KPIs for Disaster Recovery and Business Continuity

I briefly talked about designing a Business Continuity (BC) Plan in my previous post. Let’s now talk about Business Continuity and Disaster Recovery KPIs.

We understand that data is king when it comes to continuity and recovery. Reporting on the right metrics is one of the ways to know whether your solution is working or not, and to figure out what are you trying to build at all.

However, can be a challenge for business continuity and DR managers to implement strong KPIs that clearly articulate the value of their actions.

Here are four metrics that I usually recommend to define and measure the completion and performance of BC/DR program:

1) Recovery Point Objective (RPO) 

It is defined as the maximum amount of data you can lose after recovering from a disaster. It can range from days to absolute no loss. Depending on the solution, RPO can determine how frequently you might need to backup your data, or even which BC/DR solution you should choose.

An average Oracle DB system can reach «several minutes» values pretty easily, requiring some more effort/investment after that.

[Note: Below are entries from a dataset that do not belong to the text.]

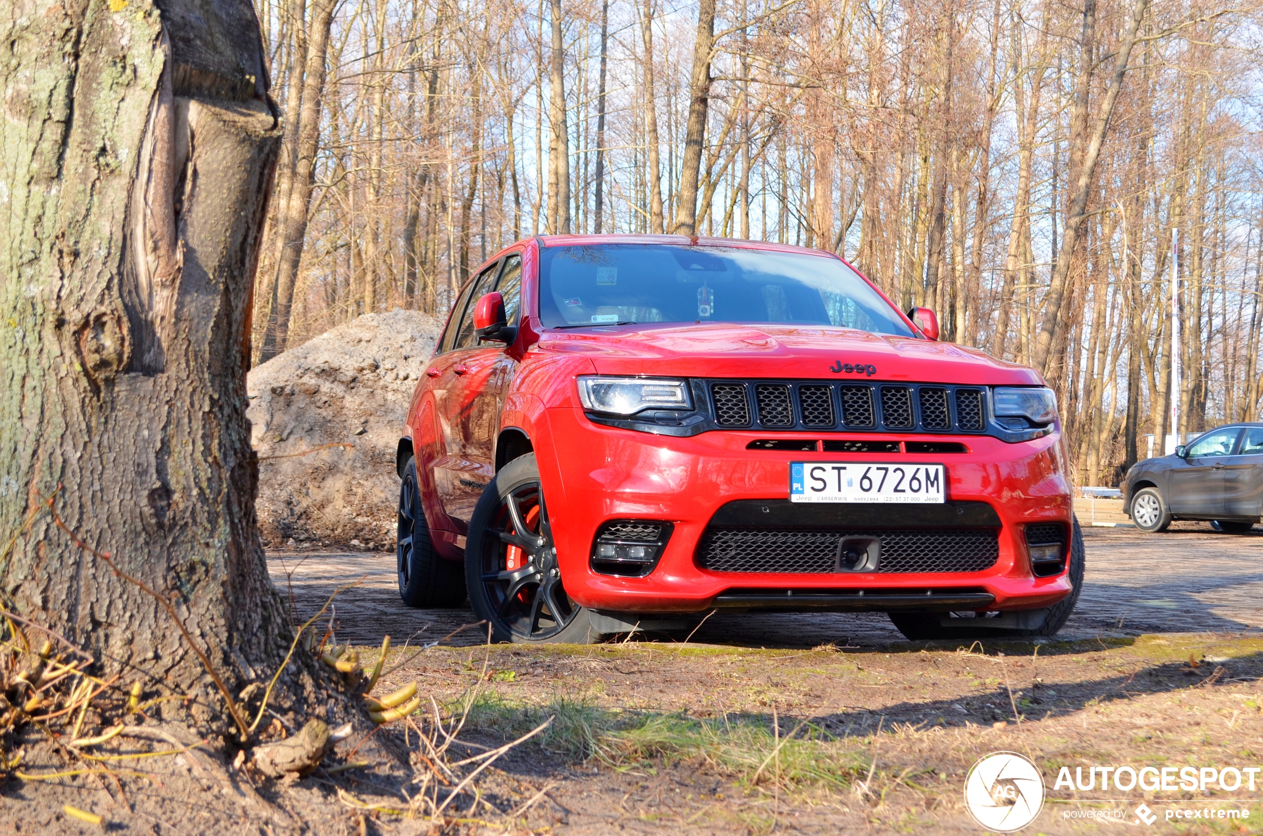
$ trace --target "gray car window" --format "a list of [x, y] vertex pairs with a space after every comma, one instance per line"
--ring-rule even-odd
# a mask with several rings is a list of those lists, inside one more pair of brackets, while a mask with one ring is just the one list
[[1207, 456], [1228, 456], [1233, 452], [1233, 443], [1242, 433], [1240, 427], [1216, 429], [1195, 441], [1188, 447], [1188, 458], [1205, 458]]

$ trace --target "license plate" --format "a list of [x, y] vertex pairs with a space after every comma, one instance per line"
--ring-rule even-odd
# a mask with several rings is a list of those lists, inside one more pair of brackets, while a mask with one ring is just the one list
[[942, 503], [942, 465], [808, 461], [789, 465], [794, 503]]

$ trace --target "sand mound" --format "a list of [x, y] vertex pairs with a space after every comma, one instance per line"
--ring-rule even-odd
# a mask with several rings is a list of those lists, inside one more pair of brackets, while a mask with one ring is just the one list
[[394, 547], [395, 447], [441, 330], [416, 311], [368, 313], [250, 371], [265, 546]]

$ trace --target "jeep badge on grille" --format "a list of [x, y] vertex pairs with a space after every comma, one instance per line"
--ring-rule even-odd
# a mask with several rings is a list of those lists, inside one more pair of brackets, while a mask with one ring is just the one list
[[863, 362], [851, 364], [851, 362], [842, 362], [841, 360], [834, 360], [834, 365], [829, 366], [829, 370], [832, 371], [835, 375], [845, 371], [846, 374], [866, 375], [871, 378], [873, 375], [877, 374], [877, 366], [871, 364], [869, 365], [865, 365]]

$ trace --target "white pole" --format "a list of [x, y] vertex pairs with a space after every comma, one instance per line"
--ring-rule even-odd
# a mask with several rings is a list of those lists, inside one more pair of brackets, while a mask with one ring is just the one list
[[1171, 434], [1180, 446], [1180, 256], [1178, 230], [1171, 230]]

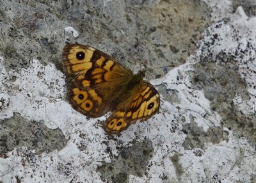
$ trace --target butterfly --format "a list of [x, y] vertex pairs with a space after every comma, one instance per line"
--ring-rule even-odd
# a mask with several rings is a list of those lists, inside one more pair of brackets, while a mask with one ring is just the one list
[[158, 111], [159, 95], [143, 80], [145, 70], [134, 74], [107, 54], [78, 44], [67, 44], [62, 60], [66, 74], [72, 78], [70, 103], [88, 117], [111, 111], [103, 123], [108, 134], [118, 134], [137, 120], [145, 121]]

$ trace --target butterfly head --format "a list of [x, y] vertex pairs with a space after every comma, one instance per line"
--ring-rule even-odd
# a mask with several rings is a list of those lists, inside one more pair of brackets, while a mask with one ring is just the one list
[[138, 76], [143, 78], [145, 76], [145, 72], [146, 72], [146, 70], [142, 69], [142, 70], [140, 70], [136, 75], [138, 75]]

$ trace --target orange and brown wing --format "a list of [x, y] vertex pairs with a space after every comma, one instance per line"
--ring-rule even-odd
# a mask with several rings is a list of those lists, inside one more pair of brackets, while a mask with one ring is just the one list
[[62, 59], [67, 75], [74, 77], [69, 101], [76, 110], [90, 117], [109, 111], [118, 87], [132, 74], [110, 56], [84, 45], [66, 45]]
[[156, 88], [148, 82], [143, 81], [129, 100], [117, 106], [116, 111], [103, 123], [108, 134], [118, 134], [125, 130], [138, 120], [145, 121], [156, 114], [160, 106], [159, 95]]

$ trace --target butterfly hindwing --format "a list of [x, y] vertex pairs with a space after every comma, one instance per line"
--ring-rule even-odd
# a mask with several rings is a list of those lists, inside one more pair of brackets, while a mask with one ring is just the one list
[[145, 121], [158, 111], [159, 95], [151, 84], [143, 81], [134, 90], [129, 101], [123, 102], [129, 105], [119, 105], [104, 122], [103, 127], [108, 133], [119, 134], [138, 120]]

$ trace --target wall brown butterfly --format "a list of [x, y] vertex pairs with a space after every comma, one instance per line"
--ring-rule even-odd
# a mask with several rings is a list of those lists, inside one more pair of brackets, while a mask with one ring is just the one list
[[105, 131], [118, 134], [137, 120], [145, 121], [160, 106], [156, 88], [110, 56], [90, 46], [67, 44], [62, 52], [67, 75], [71, 76], [68, 100], [73, 108], [96, 118], [112, 114], [103, 123]]

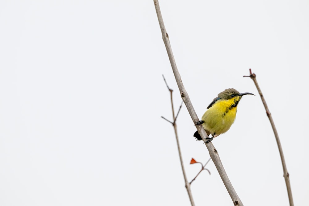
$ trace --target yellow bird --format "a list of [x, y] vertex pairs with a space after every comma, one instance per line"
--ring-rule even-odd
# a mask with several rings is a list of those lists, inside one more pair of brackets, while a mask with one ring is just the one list
[[[230, 129], [236, 117], [237, 104], [241, 97], [246, 95], [254, 95], [249, 92], [239, 93], [232, 88], [227, 89], [219, 93], [207, 107], [208, 109], [202, 116], [202, 120], [195, 124], [202, 124], [207, 135], [212, 134], [211, 138], [207, 138], [206, 143]], [[202, 140], [197, 131], [193, 136], [197, 140]]]

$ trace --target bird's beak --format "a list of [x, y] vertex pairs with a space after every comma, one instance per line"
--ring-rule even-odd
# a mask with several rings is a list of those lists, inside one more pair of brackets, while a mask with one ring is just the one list
[[[241, 93], [239, 94], [239, 96], [243, 96], [244, 95], [254, 95], [252, 93], [250, 93], [250, 92], [244, 92], [244, 93]], [[255, 96], [255, 95], [254, 95], [254, 96]]]

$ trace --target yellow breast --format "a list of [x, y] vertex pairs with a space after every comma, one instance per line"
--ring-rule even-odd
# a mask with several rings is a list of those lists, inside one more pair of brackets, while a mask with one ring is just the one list
[[237, 107], [233, 106], [235, 100], [234, 98], [218, 100], [203, 115], [203, 126], [210, 134], [215, 133], [217, 136], [230, 129], [235, 120], [237, 111]]

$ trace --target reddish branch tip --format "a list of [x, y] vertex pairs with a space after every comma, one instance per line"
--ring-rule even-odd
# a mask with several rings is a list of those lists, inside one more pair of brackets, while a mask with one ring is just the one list
[[197, 163], [197, 162], [195, 160], [194, 158], [192, 158], [192, 159], [191, 159], [191, 161], [190, 162], [190, 164], [194, 164], [194, 163]]

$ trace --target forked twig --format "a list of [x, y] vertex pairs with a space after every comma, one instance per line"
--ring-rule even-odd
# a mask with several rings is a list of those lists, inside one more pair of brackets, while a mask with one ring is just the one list
[[288, 191], [288, 195], [289, 196], [289, 200], [290, 202], [290, 206], [294, 206], [294, 203], [293, 202], [293, 197], [292, 194], [292, 189], [291, 188], [291, 184], [290, 184], [290, 178], [289, 176], [290, 175], [288, 172], [287, 169], [286, 169], [286, 161], [284, 159], [284, 156], [283, 155], [283, 152], [282, 150], [282, 147], [281, 147], [281, 144], [280, 143], [280, 139], [279, 139], [279, 136], [277, 132], [277, 129], [276, 128], [275, 126], [275, 123], [274, 123], [273, 120], [273, 117], [272, 117], [271, 114], [269, 111], [268, 109], [268, 107], [266, 103], [266, 101], [265, 100], [264, 96], [263, 96], [262, 93], [262, 90], [261, 90], [259, 85], [257, 83], [257, 81], [256, 81], [256, 75], [254, 73], [252, 73], [251, 71], [251, 69], [249, 69], [249, 71], [250, 73], [250, 75], [249, 76], [244, 76], [244, 77], [250, 77], [251, 79], [253, 80], [255, 85], [257, 91], [259, 92], [260, 96], [262, 99], [262, 102], [264, 105], [264, 107], [266, 110], [266, 114], [268, 117], [269, 121], [270, 122], [270, 124], [271, 125], [272, 127], [273, 128], [273, 133], [275, 135], [275, 138], [276, 138], [276, 141], [277, 141], [277, 145], [278, 145], [278, 149], [279, 149], [279, 153], [280, 154], [280, 157], [281, 158], [281, 162], [282, 163], [282, 167], [283, 169], [283, 176], [284, 177], [284, 179], [286, 181], [286, 189]]
[[169, 120], [168, 120], [164, 117], [161, 116], [161, 117], [170, 123], [171, 123], [173, 125], [173, 127], [174, 127], [174, 132], [175, 132], [175, 136], [176, 137], [176, 141], [177, 143], [177, 148], [178, 148], [178, 153], [179, 156], [179, 159], [180, 160], [180, 164], [181, 165], [181, 169], [182, 170], [182, 174], [184, 175], [184, 182], [185, 184], [186, 188], [187, 189], [187, 192], [188, 192], [188, 195], [189, 196], [189, 199], [190, 199], [190, 202], [191, 203], [191, 205], [192, 205], [192, 206], [194, 206], [195, 205], [194, 204], [194, 201], [193, 200], [193, 197], [192, 196], [192, 193], [191, 192], [191, 187], [190, 187], [191, 185], [190, 183], [188, 182], [188, 180], [187, 178], [187, 175], [186, 175], [186, 172], [184, 170], [184, 162], [182, 160], [182, 156], [181, 155], [181, 152], [180, 150], [180, 146], [179, 144], [179, 140], [178, 138], [178, 133], [177, 132], [177, 125], [176, 124], [176, 120], [177, 119], [177, 117], [178, 116], [178, 115], [179, 113], [179, 111], [180, 111], [180, 109], [181, 108], [181, 105], [182, 104], [182, 103], [181, 103], [180, 107], [179, 107], [179, 109], [178, 110], [178, 112], [177, 112], [177, 115], [175, 116], [175, 113], [174, 112], [174, 103], [173, 102], [173, 90], [171, 89], [168, 87], [168, 86], [167, 85], [167, 83], [166, 82], [166, 80], [165, 80], [165, 78], [164, 78], [164, 76], [163, 75], [162, 76], [163, 77], [163, 79], [164, 79], [164, 81], [165, 82], [165, 84], [166, 85], [166, 86], [167, 87], [167, 89], [168, 89], [168, 90], [170, 91], [170, 92], [171, 93], [171, 103], [172, 111], [173, 114], [173, 119], [174, 120], [174, 121], [173, 122], [171, 122]]

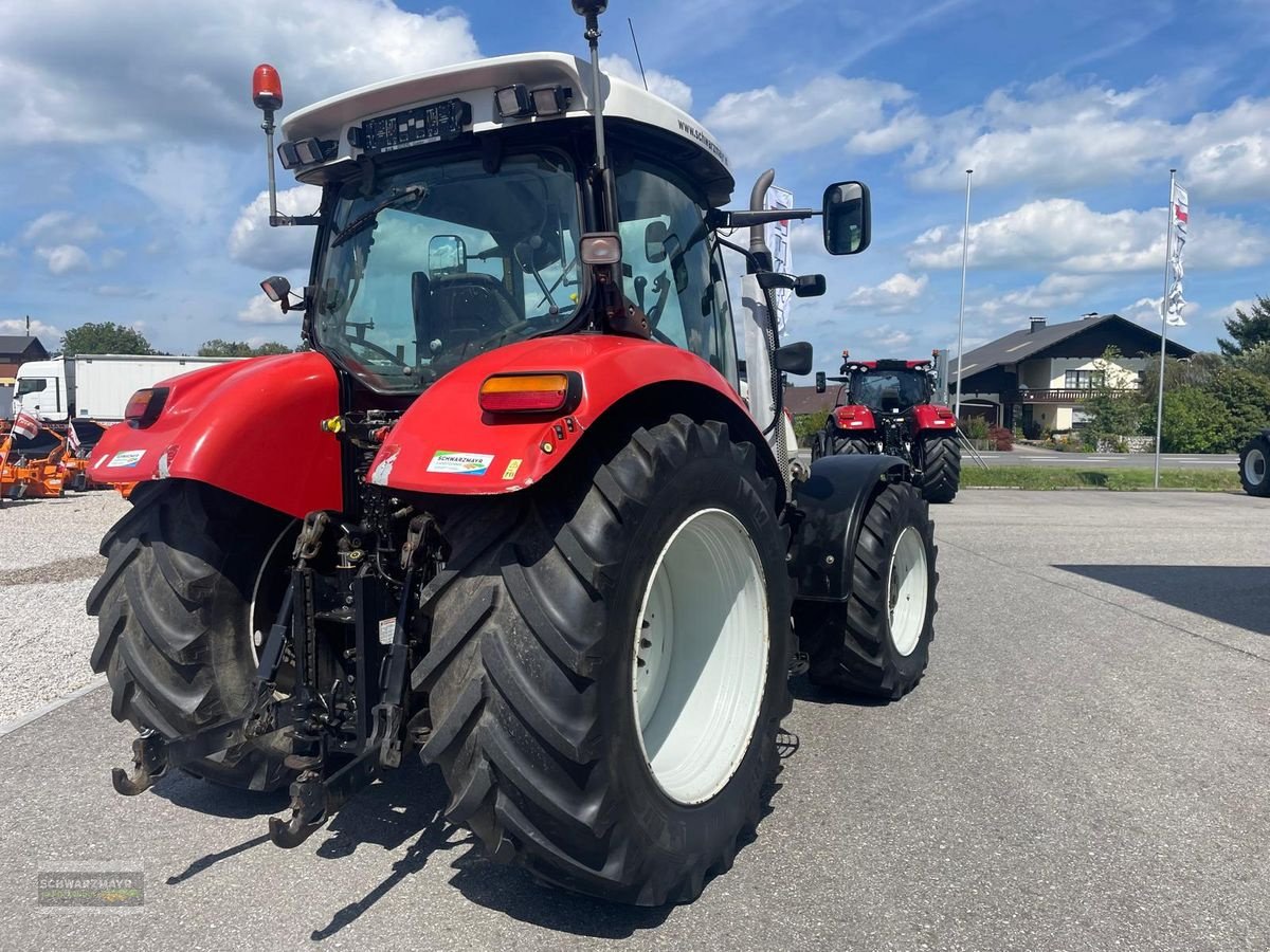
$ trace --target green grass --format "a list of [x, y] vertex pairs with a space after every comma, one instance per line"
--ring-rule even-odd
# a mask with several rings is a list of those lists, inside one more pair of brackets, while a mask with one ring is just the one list
[[[1148, 468], [1085, 470], [1068, 466], [993, 466], [983, 470], [970, 459], [961, 465], [963, 486], [1019, 486], [1020, 489], [1080, 489], [1095, 486], [1110, 490], [1151, 489], [1154, 472]], [[1195, 489], [1220, 493], [1240, 489], [1234, 466], [1219, 470], [1161, 470], [1161, 489]]]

2) Recovery Time Objective (RTO)

RTO defines how much time you’re allowed to spend recovering, at max. It’s a maximum amount of time within which your business must restore after any possible disaster.

Depending on the solution size and system performance, a typical Oracle system almost effortlessly achieves a value of «several hours», while reaching something closer to «seconds» requires considerable investments.

3) Recovery Window 

How old data from the past you might need to retrieve. This value can be enforced by some regulatory rules, or by prior experience, or by prior user requests for data.

4) System Redundancy 

How many copies of data/software/hardware do you want to have? This can scale from two to infinity, with robustness scaling alongside. However, the more copies, the higher the costs.

A good practice is the popular «3-2-1 rule», having three copies of data: two backup copies and one copy offsite. This is not a silver bullet, but something to start with.